Asian groups (user search)
       |           

Welcome, Guest. Please login or register.
Did you miss your activation email?
April 19, 2024, 09:18:02 PM
News: Election Simulator 2.0 Released. Senate/Gubernatorial maps, proportional electoral votes, and more - Read more

  Talk Elections
  Presidential Elections - Analysis and Discussion
  Presidential Election Trends (Moderator: 100% pro-life no matter what)
  Asian groups (search mode)
Pages: [1]
Author Topic: Asian groups  (Read 2349 times)
David Hume
davidhume
Jr. Member
***
Posts: 1,606
United States


Political Matrix
E: -0.77, S: 1.22

P P
« on: June 22, 2022, 02:05:05 PM »

I can maybe see ethnic Chinese as a whole trending R to the point where we're on par with Filipinos if future R's gain with previously untapped Chinese voters like what happened 2012-2016.

I didn't single out Taiwanese because there are probably too few Taiwanese Americans (only 230k in the 2010 Census!) for them to be reliably disaggregated in political polling of AAPI Americans. I have absolutely no idea if there are any meaningful differences in partisanship among different Chinese immigrant waves from different jurisdictions (or different parts of China) that cannot be explained by other demographic factors that normally affect partisanship (occupation, socioeconomic status, religious affiliation, etc.)

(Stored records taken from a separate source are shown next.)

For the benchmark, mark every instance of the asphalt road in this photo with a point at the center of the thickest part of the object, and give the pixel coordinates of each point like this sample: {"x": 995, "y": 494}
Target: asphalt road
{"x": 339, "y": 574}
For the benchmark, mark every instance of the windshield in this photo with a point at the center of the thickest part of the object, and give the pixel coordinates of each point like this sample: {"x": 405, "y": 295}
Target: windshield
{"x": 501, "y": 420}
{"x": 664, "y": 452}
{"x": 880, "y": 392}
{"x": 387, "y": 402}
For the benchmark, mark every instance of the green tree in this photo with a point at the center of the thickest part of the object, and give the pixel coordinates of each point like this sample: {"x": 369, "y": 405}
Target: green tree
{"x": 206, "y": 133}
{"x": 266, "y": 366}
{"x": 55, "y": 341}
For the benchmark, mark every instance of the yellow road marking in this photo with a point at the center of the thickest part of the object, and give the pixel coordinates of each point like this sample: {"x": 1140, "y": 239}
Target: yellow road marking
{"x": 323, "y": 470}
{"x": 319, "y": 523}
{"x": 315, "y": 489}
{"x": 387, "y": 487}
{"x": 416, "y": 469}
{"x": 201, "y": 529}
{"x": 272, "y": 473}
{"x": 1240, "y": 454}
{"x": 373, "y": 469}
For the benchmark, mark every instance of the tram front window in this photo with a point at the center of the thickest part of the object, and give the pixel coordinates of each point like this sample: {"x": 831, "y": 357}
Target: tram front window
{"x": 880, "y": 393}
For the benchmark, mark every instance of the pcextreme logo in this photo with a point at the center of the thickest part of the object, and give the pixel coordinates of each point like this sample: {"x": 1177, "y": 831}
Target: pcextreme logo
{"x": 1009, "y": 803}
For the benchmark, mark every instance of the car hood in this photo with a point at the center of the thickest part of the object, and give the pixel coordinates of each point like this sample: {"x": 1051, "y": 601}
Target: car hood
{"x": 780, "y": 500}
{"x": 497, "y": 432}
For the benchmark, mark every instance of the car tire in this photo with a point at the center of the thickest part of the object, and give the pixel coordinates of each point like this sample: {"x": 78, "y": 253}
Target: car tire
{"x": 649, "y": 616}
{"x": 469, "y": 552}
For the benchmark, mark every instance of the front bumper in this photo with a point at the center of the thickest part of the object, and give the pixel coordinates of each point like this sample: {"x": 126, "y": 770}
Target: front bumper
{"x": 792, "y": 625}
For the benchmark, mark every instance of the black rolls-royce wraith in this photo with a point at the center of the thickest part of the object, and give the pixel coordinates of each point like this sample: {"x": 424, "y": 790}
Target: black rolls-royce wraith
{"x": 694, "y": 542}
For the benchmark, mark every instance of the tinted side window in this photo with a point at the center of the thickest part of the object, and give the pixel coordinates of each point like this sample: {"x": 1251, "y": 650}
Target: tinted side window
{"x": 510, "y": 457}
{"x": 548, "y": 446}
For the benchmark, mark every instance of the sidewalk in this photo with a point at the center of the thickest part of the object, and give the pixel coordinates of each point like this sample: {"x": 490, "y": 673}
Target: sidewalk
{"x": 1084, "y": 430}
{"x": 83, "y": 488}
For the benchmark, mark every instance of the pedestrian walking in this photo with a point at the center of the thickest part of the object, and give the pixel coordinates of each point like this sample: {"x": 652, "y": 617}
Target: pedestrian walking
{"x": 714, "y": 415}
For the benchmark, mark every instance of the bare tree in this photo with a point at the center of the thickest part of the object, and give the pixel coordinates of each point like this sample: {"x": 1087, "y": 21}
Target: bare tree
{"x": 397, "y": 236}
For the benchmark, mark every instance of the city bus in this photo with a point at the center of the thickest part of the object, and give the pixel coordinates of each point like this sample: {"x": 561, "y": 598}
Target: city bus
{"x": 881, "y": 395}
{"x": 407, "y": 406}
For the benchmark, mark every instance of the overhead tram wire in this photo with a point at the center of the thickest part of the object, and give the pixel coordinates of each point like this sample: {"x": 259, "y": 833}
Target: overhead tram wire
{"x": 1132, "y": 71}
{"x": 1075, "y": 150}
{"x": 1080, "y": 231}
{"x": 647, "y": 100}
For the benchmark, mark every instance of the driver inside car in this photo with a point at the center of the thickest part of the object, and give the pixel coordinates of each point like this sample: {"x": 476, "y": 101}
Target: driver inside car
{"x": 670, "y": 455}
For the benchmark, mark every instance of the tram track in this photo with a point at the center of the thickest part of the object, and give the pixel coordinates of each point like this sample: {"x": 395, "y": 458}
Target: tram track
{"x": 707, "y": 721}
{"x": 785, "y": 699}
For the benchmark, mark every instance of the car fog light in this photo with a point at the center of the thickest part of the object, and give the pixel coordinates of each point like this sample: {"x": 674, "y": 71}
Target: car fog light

My subjective impression is that Taiwanese Americans are demographically a better fit for the Dem base (in terms of educational attainment, occupational clustering, and social liberalism) than the ethnic Chinese American voting population as a whole. Although there are definitely a certain number of Religious Right- or business conservative-oriented Taiwanese American Millennials out there.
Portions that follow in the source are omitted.